Like many, I’m spending some of this mandated time at home looking at old photos. I found one, from decades ago, of the celebration of Yom Ha’atzmaut in my Jewish day school in Buenos Aires. We were all dressed in blue and white, and some were donning the funny-looking “kova tembel” hat that pioneers used to wear in the kibbutzim. In the background, students and teachers were dancing with Israeli flags. In the corner, a stand distributed falafel. Yom Ha’atzmaut was the most joyful day of the year at Bialik School: a simple, unadorned joy at witnessing a modern miracle and at having a homeland that was simultaneously on the other side of the world and deep in our hearts.

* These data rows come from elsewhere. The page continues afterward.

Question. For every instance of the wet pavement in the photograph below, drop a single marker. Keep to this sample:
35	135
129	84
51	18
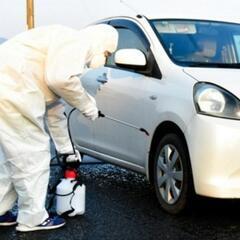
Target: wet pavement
121	204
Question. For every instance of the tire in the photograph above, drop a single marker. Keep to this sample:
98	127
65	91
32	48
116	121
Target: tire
172	174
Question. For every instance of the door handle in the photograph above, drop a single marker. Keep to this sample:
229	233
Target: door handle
103	78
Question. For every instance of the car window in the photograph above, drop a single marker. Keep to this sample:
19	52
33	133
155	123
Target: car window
205	43
127	39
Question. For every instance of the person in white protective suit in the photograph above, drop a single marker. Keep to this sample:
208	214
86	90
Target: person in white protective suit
37	68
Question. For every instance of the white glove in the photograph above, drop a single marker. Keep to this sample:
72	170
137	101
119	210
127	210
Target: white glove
74	157
92	113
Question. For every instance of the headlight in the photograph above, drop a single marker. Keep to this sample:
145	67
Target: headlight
212	100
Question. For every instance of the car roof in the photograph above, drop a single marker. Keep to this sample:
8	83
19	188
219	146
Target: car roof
216	10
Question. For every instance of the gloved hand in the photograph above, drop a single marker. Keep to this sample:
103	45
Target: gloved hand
72	160
91	112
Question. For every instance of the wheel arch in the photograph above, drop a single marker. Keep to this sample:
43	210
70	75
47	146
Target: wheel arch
163	129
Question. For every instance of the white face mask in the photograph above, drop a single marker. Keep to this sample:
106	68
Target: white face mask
97	61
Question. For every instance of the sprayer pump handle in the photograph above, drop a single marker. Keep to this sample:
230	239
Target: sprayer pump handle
100	114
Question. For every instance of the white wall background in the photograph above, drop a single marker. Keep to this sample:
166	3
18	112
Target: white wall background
74	13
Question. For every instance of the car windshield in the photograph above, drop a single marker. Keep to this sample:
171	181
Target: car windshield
200	43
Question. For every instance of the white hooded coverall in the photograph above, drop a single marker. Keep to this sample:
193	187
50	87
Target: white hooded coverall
37	68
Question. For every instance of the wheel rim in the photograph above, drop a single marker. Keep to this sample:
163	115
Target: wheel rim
169	174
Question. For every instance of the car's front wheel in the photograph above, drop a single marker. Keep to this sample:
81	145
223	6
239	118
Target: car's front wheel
172	174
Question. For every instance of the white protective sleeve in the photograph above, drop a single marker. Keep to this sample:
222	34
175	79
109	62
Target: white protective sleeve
66	59
57	125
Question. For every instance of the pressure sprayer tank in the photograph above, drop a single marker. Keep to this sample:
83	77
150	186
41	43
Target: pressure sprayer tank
70	195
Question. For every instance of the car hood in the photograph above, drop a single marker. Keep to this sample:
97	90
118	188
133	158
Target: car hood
225	78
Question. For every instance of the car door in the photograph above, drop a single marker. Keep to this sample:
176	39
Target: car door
122	95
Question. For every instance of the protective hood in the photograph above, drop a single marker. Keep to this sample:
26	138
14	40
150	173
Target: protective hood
71	51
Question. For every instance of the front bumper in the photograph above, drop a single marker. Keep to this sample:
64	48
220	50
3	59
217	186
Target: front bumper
214	148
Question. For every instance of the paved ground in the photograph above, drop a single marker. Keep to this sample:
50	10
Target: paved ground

Maybe that simple connection is no longer possible; maybe it’s not even healthy. But let’s use this Yom Ha’atzmaut, and this “virus truce,” to climb down from the high branches of our infallible certainties, to rediscover each other and to realize that, as a loving family split by social distancing, we’ll hug each other warmly and with relief once this is over.

Hag Ha’atzmaut Sameach!

Andrés Spokoiny is President & CEO, Jewish Funders Network.